Booth Id:
CELL038
Category:
Translational Medical Science
Year:
2016
Finalist Names:
El-Khalili, Taj
Abstract:
Cryo Electron Microscopy (Cryo-EM) is a method used to determine the structure of macromolecules. Cryo-EM is used for complexes that are 250kDa or larger and now it is possible to analyze a protein structure at better than 2.3 angstroms resolution. A higher concentration of viruses and proteins is needed within a specific area to rapidly grab the series of images needed to reconstruct their 3D structure using Cryo-EM. The goal of this project is to create a nonlinear voltage gradient, which can control macromolecular structures, like viruses and proteins. Fluorescent microbeads were used instead of viruses and proteins.
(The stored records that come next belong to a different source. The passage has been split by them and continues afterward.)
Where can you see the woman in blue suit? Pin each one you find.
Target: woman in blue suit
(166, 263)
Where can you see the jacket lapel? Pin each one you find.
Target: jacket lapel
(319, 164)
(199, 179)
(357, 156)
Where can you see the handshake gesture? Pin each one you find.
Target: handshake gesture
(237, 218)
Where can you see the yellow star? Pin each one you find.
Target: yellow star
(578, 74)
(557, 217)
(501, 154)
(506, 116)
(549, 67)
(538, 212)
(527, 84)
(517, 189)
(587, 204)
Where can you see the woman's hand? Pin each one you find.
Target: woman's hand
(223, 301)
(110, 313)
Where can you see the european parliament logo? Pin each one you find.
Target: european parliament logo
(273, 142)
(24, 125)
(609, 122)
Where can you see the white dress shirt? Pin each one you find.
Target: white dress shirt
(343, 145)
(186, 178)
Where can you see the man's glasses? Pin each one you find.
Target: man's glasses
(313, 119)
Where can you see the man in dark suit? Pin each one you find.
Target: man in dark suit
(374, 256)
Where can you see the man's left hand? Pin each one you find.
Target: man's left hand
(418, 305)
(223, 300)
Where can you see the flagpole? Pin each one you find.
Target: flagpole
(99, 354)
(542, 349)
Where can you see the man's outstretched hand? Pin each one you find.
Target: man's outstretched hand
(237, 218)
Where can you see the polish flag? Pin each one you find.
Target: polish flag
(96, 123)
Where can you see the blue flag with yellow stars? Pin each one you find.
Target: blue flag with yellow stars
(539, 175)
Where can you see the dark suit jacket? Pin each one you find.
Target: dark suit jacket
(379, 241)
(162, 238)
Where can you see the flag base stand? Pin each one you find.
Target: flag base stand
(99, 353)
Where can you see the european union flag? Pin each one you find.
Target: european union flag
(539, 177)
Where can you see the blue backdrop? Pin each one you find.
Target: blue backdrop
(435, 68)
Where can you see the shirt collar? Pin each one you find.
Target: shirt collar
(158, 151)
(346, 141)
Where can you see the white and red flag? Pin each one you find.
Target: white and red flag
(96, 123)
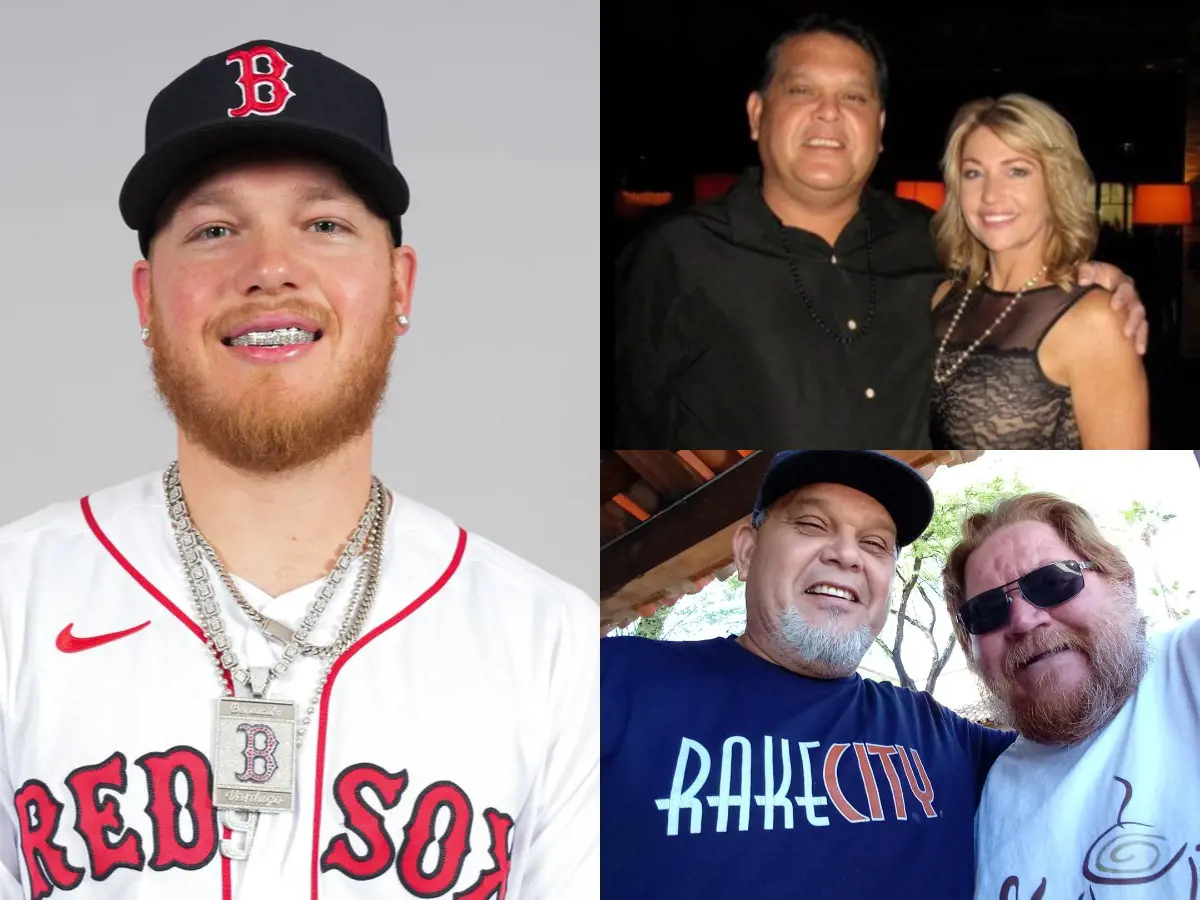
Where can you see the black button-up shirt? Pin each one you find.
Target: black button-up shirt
(715, 346)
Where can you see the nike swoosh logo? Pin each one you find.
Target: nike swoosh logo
(70, 643)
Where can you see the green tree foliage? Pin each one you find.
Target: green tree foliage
(919, 579)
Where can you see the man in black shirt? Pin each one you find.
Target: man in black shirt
(796, 309)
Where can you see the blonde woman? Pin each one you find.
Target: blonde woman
(1026, 358)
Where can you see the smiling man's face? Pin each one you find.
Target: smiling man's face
(819, 579)
(1063, 672)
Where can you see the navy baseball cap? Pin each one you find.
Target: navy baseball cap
(899, 487)
(264, 94)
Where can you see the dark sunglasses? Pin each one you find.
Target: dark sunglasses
(1045, 587)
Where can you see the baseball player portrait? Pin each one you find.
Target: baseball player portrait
(259, 670)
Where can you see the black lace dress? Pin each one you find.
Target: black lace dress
(1000, 399)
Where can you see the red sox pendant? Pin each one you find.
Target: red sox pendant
(256, 755)
(255, 768)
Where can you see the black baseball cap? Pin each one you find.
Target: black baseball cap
(264, 94)
(900, 489)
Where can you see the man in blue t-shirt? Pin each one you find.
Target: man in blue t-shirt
(763, 765)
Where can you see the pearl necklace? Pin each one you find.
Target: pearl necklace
(941, 376)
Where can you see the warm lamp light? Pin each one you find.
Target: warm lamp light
(1162, 204)
(712, 185)
(931, 193)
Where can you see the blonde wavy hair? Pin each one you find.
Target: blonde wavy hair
(1035, 129)
(1071, 521)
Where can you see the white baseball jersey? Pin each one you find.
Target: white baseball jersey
(454, 751)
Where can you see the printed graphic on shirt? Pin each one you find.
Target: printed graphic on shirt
(426, 856)
(1127, 853)
(892, 778)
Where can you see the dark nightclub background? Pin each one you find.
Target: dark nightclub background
(677, 75)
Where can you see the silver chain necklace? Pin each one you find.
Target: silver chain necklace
(258, 739)
(941, 376)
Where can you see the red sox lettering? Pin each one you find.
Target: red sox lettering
(256, 753)
(429, 861)
(276, 93)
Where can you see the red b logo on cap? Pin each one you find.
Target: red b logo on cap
(251, 81)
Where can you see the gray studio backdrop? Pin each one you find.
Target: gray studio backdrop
(492, 415)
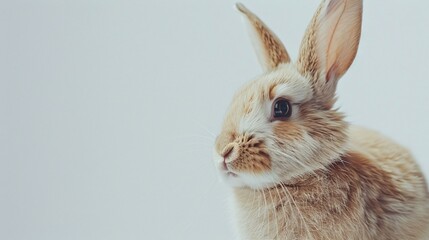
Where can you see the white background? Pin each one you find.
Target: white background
(107, 108)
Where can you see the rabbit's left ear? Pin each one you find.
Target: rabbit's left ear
(268, 46)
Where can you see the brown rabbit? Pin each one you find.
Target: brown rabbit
(299, 171)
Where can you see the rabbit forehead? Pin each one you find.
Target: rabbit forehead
(251, 107)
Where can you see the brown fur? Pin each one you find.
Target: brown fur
(357, 197)
(312, 176)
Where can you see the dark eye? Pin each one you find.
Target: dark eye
(281, 109)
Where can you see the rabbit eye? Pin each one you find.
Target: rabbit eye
(281, 109)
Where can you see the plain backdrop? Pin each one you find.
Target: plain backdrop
(108, 109)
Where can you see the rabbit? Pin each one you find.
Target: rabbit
(297, 169)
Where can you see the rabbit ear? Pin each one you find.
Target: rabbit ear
(269, 48)
(330, 44)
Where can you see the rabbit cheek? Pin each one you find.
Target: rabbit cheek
(250, 159)
(288, 131)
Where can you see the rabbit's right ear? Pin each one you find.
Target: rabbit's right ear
(330, 45)
(268, 47)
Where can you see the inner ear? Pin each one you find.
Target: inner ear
(268, 47)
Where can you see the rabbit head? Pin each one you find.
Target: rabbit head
(282, 125)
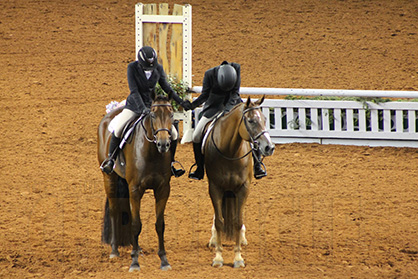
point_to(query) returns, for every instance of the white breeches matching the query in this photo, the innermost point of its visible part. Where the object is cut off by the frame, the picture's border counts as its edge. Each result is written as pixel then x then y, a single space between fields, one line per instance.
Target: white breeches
pixel 198 131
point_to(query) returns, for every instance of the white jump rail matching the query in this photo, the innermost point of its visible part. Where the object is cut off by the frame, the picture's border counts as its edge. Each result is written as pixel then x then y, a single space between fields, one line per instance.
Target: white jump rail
pixel 340 122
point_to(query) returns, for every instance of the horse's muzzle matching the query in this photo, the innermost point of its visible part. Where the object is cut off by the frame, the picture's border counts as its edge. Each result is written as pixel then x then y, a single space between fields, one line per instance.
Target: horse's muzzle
pixel 267 150
pixel 163 145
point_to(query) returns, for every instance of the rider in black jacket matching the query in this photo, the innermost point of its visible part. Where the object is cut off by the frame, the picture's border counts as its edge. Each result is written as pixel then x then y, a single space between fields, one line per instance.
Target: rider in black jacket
pixel 220 92
pixel 143 76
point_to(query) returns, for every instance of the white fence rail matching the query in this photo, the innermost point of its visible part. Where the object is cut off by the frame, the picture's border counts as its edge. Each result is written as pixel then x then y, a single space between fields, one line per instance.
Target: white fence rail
pixel 342 122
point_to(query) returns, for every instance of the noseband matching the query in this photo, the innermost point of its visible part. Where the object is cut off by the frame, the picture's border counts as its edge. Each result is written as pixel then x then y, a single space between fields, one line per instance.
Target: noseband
pixel 253 139
pixel 155 132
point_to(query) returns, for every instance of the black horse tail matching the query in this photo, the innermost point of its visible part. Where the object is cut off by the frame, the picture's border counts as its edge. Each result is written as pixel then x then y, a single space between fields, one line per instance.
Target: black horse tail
pixel 230 214
pixel 123 213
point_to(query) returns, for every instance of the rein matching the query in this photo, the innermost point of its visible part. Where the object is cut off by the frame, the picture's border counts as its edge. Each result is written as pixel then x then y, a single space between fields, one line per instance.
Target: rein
pixel 253 140
pixel 155 132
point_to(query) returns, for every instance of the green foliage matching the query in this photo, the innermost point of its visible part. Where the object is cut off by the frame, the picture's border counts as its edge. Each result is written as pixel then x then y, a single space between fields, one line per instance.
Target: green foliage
pixel 179 86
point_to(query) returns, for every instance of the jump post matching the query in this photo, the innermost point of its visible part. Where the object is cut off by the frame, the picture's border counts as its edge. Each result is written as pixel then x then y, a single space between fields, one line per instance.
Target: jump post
pixel 153 25
pixel 313 121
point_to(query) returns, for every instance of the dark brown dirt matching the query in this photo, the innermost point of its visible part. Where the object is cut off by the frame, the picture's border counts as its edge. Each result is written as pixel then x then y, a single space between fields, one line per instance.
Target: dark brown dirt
pixel 323 211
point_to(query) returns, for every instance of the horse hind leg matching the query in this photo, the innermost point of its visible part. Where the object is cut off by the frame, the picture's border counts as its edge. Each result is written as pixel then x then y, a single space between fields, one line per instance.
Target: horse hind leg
pixel 243 238
pixel 218 225
pixel 135 203
pixel 116 226
pixel 240 229
pixel 161 198
pixel 212 240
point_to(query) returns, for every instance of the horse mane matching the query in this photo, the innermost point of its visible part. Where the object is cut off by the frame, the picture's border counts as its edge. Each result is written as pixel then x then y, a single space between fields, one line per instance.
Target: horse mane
pixel 161 98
A sine wave (2 volts peak to peak) induces a dipole moment, which can move the microbeads in a specific pattern. Three test grids were created, each with different amounts of overlap between their opposing finger-like electrodes. Soon after the nonlinear voltage gradient was applied, the microbeads became oriented in diffuse lines, varying in concentration depending on the electrode array. Efficiency was determined via width of the line. A one-way ANOVA [F (2,27)= 279.39 p < 0.05] showed statistical differences between the grids. A Tukey HSD showed that grid 3 (500 µm) outperformed grid 2 (2 mm) and grid 1 (no overlap). The experiment was repeated on etched PC boards, but the distance between the electrodes was tested. A one-way ANOVA [F (2,27)= 325.68 p < 0.05] showed statistical differences between the grids. A Tukey HSD showed that grid A (1 mm) outperformed grid B (3 mm) and grid C (5 mm).